Search code examples
javaalgorithmtextsimilarity

Text similarity Algorithms


I'm doing a Java project where I have to make a text similarity program. I want it to take 2 text documents, then compare them with each other and get the similarity of it. How similar they are to each other.

I'll later put an already database which can find the synonyms for the words and go through the text to see if one of the text document writers just changed the words to other synonyms while the text is exactly the same. Same thing with moving paragrafs up or down. Yes, as was it a plagarism program...

I want to hear from you people what kind of algoritms you would recommend.

I've found Levenstein and Cosine similarity by looking here and other places. Both of them seem to be mentioned a lot. Hamming distance is another my teacher told me about.

I got some questions related to those since I'm not really getting Wikipedia. Could someone explain those things to me?

Levenstein: This algorithm changed by sub, add and elimination the word and see how close it is to the other word in the text document. But how can that be used on a whole text file? I can see how it can be used on a word, but not on a sentence or a whole text document from one to another.

Cosine: It's measure of similarity between two vectors by measuring the cosine of the angle between them. What I don't understand here how two text can become 2 vectors and what about the words/sentence in those?

Hamming: This distance seems to work better than Levenstein but it's only on equal strings. How come it's important when 2 documents and even the sentences in those aren't two strings of equal length?

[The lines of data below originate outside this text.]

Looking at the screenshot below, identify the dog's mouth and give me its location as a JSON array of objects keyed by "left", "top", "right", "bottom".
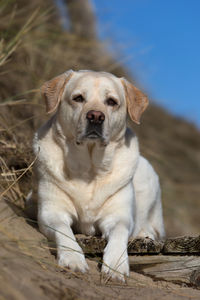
[
  {"left": 85, "top": 123, "right": 103, "bottom": 139},
  {"left": 86, "top": 130, "right": 102, "bottom": 139}
]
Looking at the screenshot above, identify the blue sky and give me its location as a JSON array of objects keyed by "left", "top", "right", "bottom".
[{"left": 93, "top": 0, "right": 200, "bottom": 128}]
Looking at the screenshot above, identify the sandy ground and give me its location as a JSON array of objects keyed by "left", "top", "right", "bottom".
[{"left": 0, "top": 200, "right": 200, "bottom": 300}]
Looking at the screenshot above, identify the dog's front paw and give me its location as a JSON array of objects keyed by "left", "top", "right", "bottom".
[
  {"left": 101, "top": 254, "right": 129, "bottom": 282},
  {"left": 58, "top": 251, "right": 89, "bottom": 273}
]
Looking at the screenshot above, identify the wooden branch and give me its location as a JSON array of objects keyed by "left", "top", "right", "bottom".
[
  {"left": 162, "top": 236, "right": 200, "bottom": 254},
  {"left": 76, "top": 235, "right": 200, "bottom": 255},
  {"left": 76, "top": 235, "right": 200, "bottom": 288}
]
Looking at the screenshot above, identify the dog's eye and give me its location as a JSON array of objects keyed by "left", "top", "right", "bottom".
[
  {"left": 106, "top": 98, "right": 117, "bottom": 106},
  {"left": 73, "top": 95, "right": 85, "bottom": 102}
]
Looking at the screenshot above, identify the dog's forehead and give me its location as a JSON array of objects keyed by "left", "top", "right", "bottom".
[{"left": 68, "top": 71, "right": 121, "bottom": 92}]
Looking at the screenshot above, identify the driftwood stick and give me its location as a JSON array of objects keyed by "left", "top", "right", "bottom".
[{"left": 76, "top": 235, "right": 200, "bottom": 255}]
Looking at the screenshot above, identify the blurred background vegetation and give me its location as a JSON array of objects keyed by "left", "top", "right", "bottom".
[{"left": 0, "top": 0, "right": 200, "bottom": 236}]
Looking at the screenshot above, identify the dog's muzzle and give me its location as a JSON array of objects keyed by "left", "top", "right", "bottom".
[{"left": 86, "top": 110, "right": 105, "bottom": 139}]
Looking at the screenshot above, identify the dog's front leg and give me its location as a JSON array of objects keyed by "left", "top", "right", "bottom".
[
  {"left": 100, "top": 184, "right": 134, "bottom": 282},
  {"left": 38, "top": 185, "right": 88, "bottom": 272}
]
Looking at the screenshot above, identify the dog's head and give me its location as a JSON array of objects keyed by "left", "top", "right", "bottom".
[{"left": 41, "top": 70, "right": 148, "bottom": 145}]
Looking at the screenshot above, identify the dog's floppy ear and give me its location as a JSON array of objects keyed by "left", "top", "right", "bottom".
[
  {"left": 41, "top": 70, "right": 73, "bottom": 114},
  {"left": 121, "top": 78, "right": 149, "bottom": 124}
]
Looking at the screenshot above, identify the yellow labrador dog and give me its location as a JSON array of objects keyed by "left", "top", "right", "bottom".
[{"left": 28, "top": 70, "right": 164, "bottom": 281}]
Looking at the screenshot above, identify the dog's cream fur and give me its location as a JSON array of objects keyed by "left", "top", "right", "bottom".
[{"left": 28, "top": 70, "right": 164, "bottom": 281}]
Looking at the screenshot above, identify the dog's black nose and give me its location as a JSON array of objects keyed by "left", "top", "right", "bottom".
[{"left": 86, "top": 110, "right": 105, "bottom": 124}]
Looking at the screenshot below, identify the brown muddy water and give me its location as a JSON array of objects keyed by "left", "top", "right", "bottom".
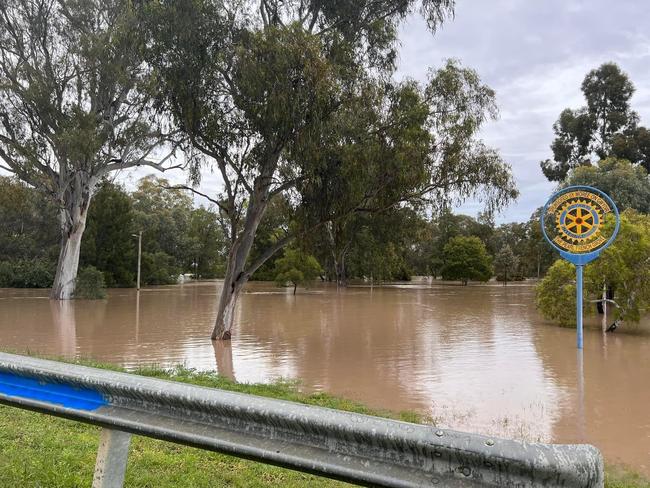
[{"left": 0, "top": 282, "right": 650, "bottom": 474}]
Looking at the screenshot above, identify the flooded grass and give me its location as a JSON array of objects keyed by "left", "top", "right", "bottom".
[{"left": 0, "top": 360, "right": 650, "bottom": 488}]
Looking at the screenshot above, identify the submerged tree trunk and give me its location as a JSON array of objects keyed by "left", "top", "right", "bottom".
[
  {"left": 50, "top": 186, "right": 94, "bottom": 300},
  {"left": 211, "top": 162, "right": 278, "bottom": 340}
]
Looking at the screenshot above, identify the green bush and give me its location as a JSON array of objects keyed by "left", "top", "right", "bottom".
[
  {"left": 142, "top": 251, "right": 181, "bottom": 285},
  {"left": 74, "top": 266, "right": 106, "bottom": 300},
  {"left": 0, "top": 259, "right": 55, "bottom": 288}
]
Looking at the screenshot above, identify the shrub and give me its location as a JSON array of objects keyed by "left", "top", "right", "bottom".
[
  {"left": 74, "top": 266, "right": 106, "bottom": 300},
  {"left": 142, "top": 251, "right": 180, "bottom": 285},
  {"left": 0, "top": 259, "right": 54, "bottom": 288}
]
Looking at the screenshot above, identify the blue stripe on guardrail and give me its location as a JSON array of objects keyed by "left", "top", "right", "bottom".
[{"left": 0, "top": 373, "right": 108, "bottom": 410}]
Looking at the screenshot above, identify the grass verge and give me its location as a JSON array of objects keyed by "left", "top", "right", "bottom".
[{"left": 0, "top": 361, "right": 650, "bottom": 488}]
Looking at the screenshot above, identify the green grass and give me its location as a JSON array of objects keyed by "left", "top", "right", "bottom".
[{"left": 0, "top": 354, "right": 650, "bottom": 488}]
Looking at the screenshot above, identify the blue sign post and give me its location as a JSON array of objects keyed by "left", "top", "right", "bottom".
[{"left": 541, "top": 186, "right": 621, "bottom": 349}]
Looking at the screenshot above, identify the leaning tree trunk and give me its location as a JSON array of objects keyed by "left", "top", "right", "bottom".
[
  {"left": 211, "top": 164, "right": 273, "bottom": 340},
  {"left": 50, "top": 176, "right": 94, "bottom": 300}
]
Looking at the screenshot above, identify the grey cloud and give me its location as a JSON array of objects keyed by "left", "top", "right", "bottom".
[{"left": 398, "top": 0, "right": 650, "bottom": 221}]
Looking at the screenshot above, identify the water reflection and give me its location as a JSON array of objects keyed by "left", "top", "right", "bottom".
[{"left": 0, "top": 283, "right": 650, "bottom": 472}]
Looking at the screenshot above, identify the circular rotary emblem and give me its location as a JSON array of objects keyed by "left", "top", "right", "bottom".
[
  {"left": 556, "top": 200, "right": 603, "bottom": 242},
  {"left": 544, "top": 187, "right": 618, "bottom": 254}
]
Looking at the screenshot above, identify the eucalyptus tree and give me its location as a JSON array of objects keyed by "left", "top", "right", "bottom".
[
  {"left": 0, "top": 0, "right": 177, "bottom": 299},
  {"left": 149, "top": 0, "right": 514, "bottom": 339},
  {"left": 540, "top": 63, "right": 650, "bottom": 181}
]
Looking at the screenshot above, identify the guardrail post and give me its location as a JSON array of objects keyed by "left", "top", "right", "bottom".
[{"left": 92, "top": 428, "right": 131, "bottom": 488}]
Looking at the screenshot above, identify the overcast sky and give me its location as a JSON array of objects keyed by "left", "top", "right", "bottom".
[
  {"left": 392, "top": 0, "right": 650, "bottom": 222},
  {"left": 86, "top": 0, "right": 650, "bottom": 222}
]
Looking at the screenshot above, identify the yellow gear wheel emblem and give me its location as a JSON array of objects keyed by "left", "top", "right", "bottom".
[{"left": 556, "top": 199, "right": 603, "bottom": 242}]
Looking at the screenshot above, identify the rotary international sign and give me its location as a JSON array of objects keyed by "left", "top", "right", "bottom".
[
  {"left": 541, "top": 186, "right": 620, "bottom": 349},
  {"left": 542, "top": 186, "right": 618, "bottom": 264}
]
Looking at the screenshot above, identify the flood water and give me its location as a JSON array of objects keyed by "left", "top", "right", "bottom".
[{"left": 0, "top": 282, "right": 650, "bottom": 474}]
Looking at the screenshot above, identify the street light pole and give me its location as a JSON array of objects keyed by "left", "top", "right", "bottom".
[{"left": 132, "top": 231, "right": 142, "bottom": 290}]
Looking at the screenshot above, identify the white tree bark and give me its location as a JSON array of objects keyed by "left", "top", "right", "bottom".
[{"left": 50, "top": 193, "right": 94, "bottom": 300}]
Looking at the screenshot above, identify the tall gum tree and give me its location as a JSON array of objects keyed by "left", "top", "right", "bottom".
[
  {"left": 0, "top": 0, "right": 177, "bottom": 299},
  {"left": 148, "top": 0, "right": 515, "bottom": 339}
]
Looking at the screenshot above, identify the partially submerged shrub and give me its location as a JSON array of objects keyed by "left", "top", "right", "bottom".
[{"left": 0, "top": 259, "right": 54, "bottom": 288}]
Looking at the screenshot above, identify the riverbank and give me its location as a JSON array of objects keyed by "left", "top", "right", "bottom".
[{"left": 0, "top": 361, "right": 650, "bottom": 488}]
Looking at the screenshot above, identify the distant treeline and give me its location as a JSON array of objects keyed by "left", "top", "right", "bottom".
[
  {"left": 0, "top": 177, "right": 553, "bottom": 287},
  {"left": 0, "top": 177, "right": 224, "bottom": 288}
]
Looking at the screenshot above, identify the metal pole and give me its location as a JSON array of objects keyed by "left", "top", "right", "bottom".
[
  {"left": 92, "top": 428, "right": 131, "bottom": 488},
  {"left": 137, "top": 231, "right": 142, "bottom": 290},
  {"left": 576, "top": 264, "right": 584, "bottom": 349}
]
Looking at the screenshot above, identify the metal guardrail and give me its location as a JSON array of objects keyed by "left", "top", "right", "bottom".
[{"left": 0, "top": 353, "right": 603, "bottom": 488}]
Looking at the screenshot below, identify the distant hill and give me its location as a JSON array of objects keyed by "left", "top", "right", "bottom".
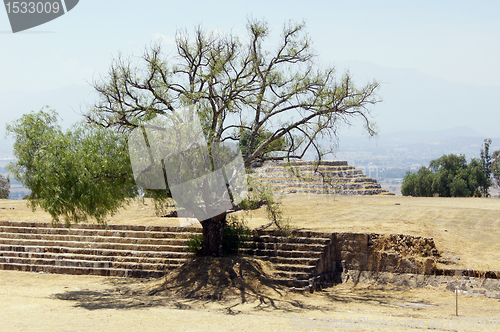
[{"left": 335, "top": 126, "right": 500, "bottom": 169}]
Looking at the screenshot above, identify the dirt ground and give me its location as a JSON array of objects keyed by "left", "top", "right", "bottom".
[
  {"left": 0, "top": 271, "right": 500, "bottom": 332},
  {"left": 0, "top": 195, "right": 500, "bottom": 331}
]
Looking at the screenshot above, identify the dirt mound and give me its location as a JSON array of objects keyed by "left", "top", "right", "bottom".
[{"left": 149, "top": 256, "right": 286, "bottom": 302}]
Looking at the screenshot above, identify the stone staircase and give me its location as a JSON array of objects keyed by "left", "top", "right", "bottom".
[
  {"left": 0, "top": 221, "right": 340, "bottom": 290},
  {"left": 252, "top": 161, "right": 394, "bottom": 195},
  {"left": 240, "top": 230, "right": 340, "bottom": 290},
  {"left": 0, "top": 221, "right": 201, "bottom": 278}
]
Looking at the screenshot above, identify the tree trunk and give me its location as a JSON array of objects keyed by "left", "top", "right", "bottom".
[{"left": 199, "top": 213, "right": 226, "bottom": 257}]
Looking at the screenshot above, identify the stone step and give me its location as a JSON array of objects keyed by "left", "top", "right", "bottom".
[
  {"left": 0, "top": 257, "right": 180, "bottom": 271},
  {"left": 0, "top": 226, "right": 193, "bottom": 239},
  {"left": 0, "top": 244, "right": 192, "bottom": 259},
  {"left": 0, "top": 220, "right": 202, "bottom": 233},
  {"left": 0, "top": 263, "right": 166, "bottom": 278},
  {"left": 254, "top": 168, "right": 367, "bottom": 181},
  {"left": 266, "top": 256, "right": 320, "bottom": 266},
  {"left": 271, "top": 278, "right": 309, "bottom": 291},
  {"left": 244, "top": 242, "right": 325, "bottom": 252},
  {"left": 1, "top": 238, "right": 188, "bottom": 252},
  {"left": 0, "top": 232, "right": 188, "bottom": 246},
  {"left": 273, "top": 263, "right": 316, "bottom": 275},
  {"left": 252, "top": 235, "right": 331, "bottom": 245},
  {"left": 274, "top": 271, "right": 312, "bottom": 280},
  {"left": 252, "top": 160, "right": 348, "bottom": 167},
  {"left": 274, "top": 187, "right": 391, "bottom": 196},
  {"left": 252, "top": 229, "right": 332, "bottom": 239},
  {"left": 240, "top": 248, "right": 323, "bottom": 258},
  {"left": 0, "top": 251, "right": 189, "bottom": 265}
]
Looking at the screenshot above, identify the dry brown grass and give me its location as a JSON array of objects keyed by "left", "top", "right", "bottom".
[
  {"left": 0, "top": 271, "right": 500, "bottom": 332},
  {"left": 0, "top": 195, "right": 500, "bottom": 332},
  {"left": 0, "top": 194, "right": 500, "bottom": 270}
]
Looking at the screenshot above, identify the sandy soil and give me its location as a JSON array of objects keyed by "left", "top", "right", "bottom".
[
  {"left": 0, "top": 271, "right": 500, "bottom": 332},
  {"left": 0, "top": 195, "right": 500, "bottom": 331},
  {"left": 0, "top": 194, "right": 500, "bottom": 271}
]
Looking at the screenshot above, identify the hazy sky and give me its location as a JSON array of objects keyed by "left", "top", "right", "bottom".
[{"left": 0, "top": 0, "right": 500, "bottom": 136}]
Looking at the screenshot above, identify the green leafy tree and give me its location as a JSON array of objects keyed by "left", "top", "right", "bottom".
[
  {"left": 86, "top": 21, "right": 380, "bottom": 256},
  {"left": 401, "top": 154, "right": 487, "bottom": 197},
  {"left": 0, "top": 174, "right": 10, "bottom": 199},
  {"left": 401, "top": 167, "right": 435, "bottom": 197},
  {"left": 491, "top": 150, "right": 500, "bottom": 186},
  {"left": 7, "top": 110, "right": 137, "bottom": 223},
  {"left": 480, "top": 139, "right": 493, "bottom": 197}
]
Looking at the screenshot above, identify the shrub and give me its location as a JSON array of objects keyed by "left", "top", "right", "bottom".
[
  {"left": 187, "top": 215, "right": 251, "bottom": 255},
  {"left": 0, "top": 174, "right": 10, "bottom": 199}
]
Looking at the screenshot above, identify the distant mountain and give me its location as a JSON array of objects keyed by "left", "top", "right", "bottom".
[
  {"left": 335, "top": 126, "right": 500, "bottom": 169},
  {"left": 337, "top": 61, "right": 500, "bottom": 137}
]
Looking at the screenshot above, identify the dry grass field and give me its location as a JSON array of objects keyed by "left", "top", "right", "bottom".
[
  {"left": 0, "top": 194, "right": 500, "bottom": 271},
  {"left": 0, "top": 194, "right": 500, "bottom": 331}
]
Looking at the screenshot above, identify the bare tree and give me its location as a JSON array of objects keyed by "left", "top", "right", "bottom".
[{"left": 86, "top": 21, "right": 380, "bottom": 255}]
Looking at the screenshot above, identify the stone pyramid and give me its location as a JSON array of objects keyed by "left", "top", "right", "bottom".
[{"left": 251, "top": 161, "right": 394, "bottom": 195}]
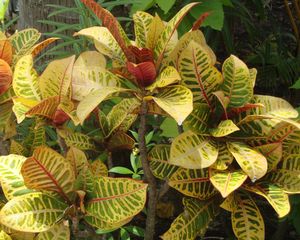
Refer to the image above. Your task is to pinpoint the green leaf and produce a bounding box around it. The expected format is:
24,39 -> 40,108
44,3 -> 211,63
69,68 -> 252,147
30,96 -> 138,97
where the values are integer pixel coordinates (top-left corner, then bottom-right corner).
148,144 -> 178,179
151,85 -> 193,125
162,198 -> 218,240
21,147 -> 75,199
77,87 -> 128,124
35,223 -> 70,240
191,0 -> 224,31
160,117 -> 179,138
169,168 -> 217,200
170,131 -> 218,169
243,182 -> 291,218
86,177 -> 147,226
132,11 -> 153,47
231,193 -> 265,240
227,142 -> 268,182
155,0 -> 176,14
211,120 -> 240,137
108,167 -> 133,174
0,154 -> 32,200
209,169 -> 248,198
0,192 -> 68,232
221,55 -> 253,107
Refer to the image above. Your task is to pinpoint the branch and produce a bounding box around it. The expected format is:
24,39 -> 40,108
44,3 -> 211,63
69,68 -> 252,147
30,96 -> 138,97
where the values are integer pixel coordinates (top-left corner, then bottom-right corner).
138,100 -> 157,240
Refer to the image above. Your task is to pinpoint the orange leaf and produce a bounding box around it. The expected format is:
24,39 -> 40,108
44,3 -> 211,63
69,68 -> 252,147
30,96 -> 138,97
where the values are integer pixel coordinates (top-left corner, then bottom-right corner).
0,59 -> 12,94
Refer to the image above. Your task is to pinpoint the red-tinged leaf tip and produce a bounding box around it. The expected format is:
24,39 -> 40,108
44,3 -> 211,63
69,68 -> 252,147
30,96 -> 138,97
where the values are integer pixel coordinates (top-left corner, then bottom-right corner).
0,59 -> 12,94
81,0 -> 135,62
192,12 -> 210,31
128,46 -> 154,63
53,109 -> 70,125
127,62 -> 156,87
0,40 -> 13,65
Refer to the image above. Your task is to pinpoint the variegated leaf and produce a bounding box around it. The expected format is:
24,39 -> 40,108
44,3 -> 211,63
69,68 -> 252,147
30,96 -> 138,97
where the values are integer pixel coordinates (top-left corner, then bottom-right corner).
66,147 -> 89,176
146,14 -> 165,50
0,102 -> 13,133
86,177 -> 147,224
39,56 -> 75,99
72,51 -> 122,101
9,28 -> 41,63
154,3 -> 198,66
146,66 -> 181,92
9,139 -> 28,156
0,154 -> 31,201
65,133 -> 95,150
133,11 -> 153,48
13,55 -> 42,101
21,147 -> 75,200
211,119 -> 240,137
0,86 -> 15,104
169,168 -> 217,200
0,192 -> 68,232
178,41 -> 223,106
30,37 -> 59,57
75,27 -> 126,65
243,182 -> 291,218
163,30 -> 216,69
148,145 -> 179,179
0,39 -> 13,65
107,132 -> 135,151
26,96 -> 60,120
35,223 -> 70,240
12,97 -> 39,123
161,198 -> 218,240
227,142 -> 268,182
209,169 -> 248,198
84,215 -> 132,232
91,159 -> 108,178
31,126 -> 46,151
77,87 -> 129,124
231,193 -> 265,240
254,142 -> 282,172
152,85 -> 193,125
211,142 -> 233,170
107,98 -> 141,136
267,169 -> 300,194
183,103 -> 210,135
221,55 -> 253,107
170,131 -> 218,169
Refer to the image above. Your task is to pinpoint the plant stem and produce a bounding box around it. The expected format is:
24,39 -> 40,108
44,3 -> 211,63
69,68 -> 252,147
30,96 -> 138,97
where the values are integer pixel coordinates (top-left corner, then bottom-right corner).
138,100 -> 157,240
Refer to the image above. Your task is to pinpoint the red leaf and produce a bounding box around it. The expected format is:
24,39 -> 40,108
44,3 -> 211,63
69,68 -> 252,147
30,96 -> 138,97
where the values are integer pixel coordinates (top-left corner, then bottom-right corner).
53,109 -> 70,125
0,40 -> 13,65
81,0 -> 135,62
127,62 -> 156,87
0,59 -> 12,94
128,46 -> 154,63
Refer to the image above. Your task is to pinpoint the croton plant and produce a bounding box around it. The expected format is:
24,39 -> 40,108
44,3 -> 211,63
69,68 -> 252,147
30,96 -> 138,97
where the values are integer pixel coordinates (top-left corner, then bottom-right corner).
0,0 -> 300,240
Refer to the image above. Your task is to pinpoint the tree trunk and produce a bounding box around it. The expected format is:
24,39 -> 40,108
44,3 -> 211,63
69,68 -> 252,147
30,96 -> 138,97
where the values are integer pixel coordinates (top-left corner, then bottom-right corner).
18,0 -> 78,33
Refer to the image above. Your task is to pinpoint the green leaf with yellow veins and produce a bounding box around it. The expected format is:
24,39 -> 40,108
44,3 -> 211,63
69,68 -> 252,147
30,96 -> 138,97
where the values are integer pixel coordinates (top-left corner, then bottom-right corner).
210,119 -> 240,137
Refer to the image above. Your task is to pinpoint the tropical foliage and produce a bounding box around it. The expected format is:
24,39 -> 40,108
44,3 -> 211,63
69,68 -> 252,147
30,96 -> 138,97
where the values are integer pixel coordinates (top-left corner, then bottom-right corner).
0,0 -> 300,240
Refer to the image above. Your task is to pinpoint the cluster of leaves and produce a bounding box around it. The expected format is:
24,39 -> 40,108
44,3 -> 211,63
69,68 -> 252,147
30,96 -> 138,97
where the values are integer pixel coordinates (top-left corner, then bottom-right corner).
0,0 -> 300,240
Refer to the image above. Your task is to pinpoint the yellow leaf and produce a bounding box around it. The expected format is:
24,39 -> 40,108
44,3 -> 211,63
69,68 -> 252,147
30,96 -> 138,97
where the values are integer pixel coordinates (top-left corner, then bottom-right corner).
170,131 -> 218,169
39,56 -> 75,99
152,85 -> 193,125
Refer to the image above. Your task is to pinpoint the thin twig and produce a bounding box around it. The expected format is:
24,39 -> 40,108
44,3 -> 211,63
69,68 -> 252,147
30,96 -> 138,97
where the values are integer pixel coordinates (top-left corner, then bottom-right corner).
138,100 -> 157,240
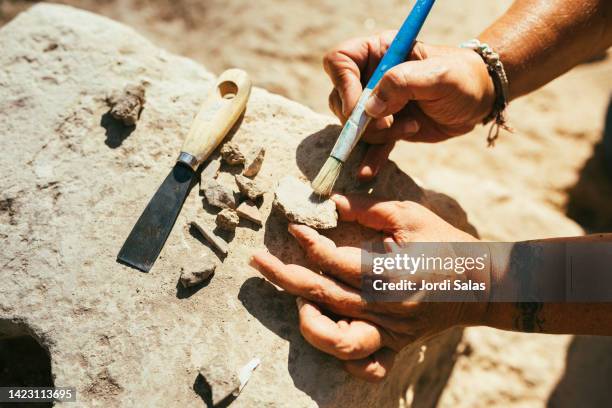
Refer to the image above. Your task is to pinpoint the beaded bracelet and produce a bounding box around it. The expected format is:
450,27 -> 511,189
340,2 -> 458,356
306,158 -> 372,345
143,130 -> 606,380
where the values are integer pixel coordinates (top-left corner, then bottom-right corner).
460,39 -> 512,146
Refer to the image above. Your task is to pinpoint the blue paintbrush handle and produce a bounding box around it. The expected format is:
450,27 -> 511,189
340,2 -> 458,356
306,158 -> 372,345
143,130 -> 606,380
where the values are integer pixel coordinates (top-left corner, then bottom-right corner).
366,0 -> 435,89
330,0 -> 435,162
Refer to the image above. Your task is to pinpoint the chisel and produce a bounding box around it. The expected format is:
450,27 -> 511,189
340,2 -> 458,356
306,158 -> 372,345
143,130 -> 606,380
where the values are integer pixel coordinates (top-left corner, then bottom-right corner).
117,69 -> 251,272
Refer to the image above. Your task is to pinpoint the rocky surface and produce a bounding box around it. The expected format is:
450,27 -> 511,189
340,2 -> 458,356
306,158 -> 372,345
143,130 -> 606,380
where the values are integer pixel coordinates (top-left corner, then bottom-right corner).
200,179 -> 236,208
180,259 -> 217,288
236,174 -> 264,201
0,0 -> 612,408
108,84 -> 145,126
236,201 -> 263,226
221,142 -> 245,166
215,208 -> 240,231
0,5 -> 506,407
242,146 -> 266,177
274,176 -> 338,229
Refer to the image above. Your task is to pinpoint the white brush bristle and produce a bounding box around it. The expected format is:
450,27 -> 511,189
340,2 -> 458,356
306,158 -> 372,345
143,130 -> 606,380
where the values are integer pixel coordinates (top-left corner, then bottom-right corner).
312,157 -> 344,197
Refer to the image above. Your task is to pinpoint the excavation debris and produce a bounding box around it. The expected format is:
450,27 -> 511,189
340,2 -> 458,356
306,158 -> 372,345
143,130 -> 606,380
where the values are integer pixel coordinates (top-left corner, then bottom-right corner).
200,179 -> 236,208
274,176 -> 338,229
242,146 -> 266,177
221,142 -> 245,166
108,84 -> 145,126
236,174 -> 264,201
200,157 -> 221,181
199,358 -> 261,406
191,221 -> 229,255
236,201 -> 263,226
179,259 -> 217,288
215,208 -> 240,231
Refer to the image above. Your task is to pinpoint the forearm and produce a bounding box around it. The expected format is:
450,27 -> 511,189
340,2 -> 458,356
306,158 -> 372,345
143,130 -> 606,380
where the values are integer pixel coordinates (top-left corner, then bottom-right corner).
483,234 -> 612,335
484,303 -> 612,336
478,0 -> 612,99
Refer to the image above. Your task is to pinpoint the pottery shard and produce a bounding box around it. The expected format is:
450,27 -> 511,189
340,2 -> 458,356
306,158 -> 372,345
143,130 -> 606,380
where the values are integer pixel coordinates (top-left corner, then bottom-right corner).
242,146 -> 266,177
180,259 -> 217,288
200,179 -> 236,208
215,208 -> 240,231
109,84 -> 145,126
236,174 -> 264,200
221,142 -> 244,166
236,201 -> 263,225
274,176 -> 338,229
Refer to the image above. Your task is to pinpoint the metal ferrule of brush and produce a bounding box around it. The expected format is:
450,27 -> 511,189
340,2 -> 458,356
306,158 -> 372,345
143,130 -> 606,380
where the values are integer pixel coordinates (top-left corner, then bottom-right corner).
176,152 -> 199,171
330,88 -> 372,163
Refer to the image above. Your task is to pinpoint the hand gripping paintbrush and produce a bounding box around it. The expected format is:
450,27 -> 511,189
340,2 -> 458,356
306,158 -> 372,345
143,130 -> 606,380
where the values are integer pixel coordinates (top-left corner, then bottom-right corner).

Wikipedia should make sense but it's not. I'm sorry if the questions sound too stupid but it's hanging me down and I think there's people in here who's quite capeable to explain it so even newbeginners into this field can get it.

Thanks for your time.


Solution

  • Levenstein: in theory you could use it for a whole text file, but it's really not very suitable for the task. It's really intended for single words or (at most) a short phrase.

    Cosine: You start by simply counting the unique words in each document. The answers to a previous question cover the computation once you've done that.

    I've never used Hamming distance for this purpose, so I can't say much about it.

    I would add TFIDF (Term Frequency * Inverted Document Frequency) to the list. It's fairly similar to Cosine distance, but 1) tends to do a better job on shorter documents, and 2) does a better job of taking into account what words are extremely common in an entire corpus rather than just the ones that happen to be common to two particular documents.

    One final note: for any of these to produce useful results, you nearly need to screen out stop words before you try to compute the degree of similarity (though TFIDF seems to do better than the others if yo skip this). At least in my experience, it's extremely helpful to stem the words (remove suffixes) as well. When I've done it, I used Porter's stemmer algorithm.

    For your purposes, you probably want to use what I've dubbed an inverted thesaurus, which lets you look up a word, and for each word substitute a single canonical word for that meaning. I tried this on one project, and didn't find it as useful as expected, but it sounds like for your project it would probably be considerably more useful.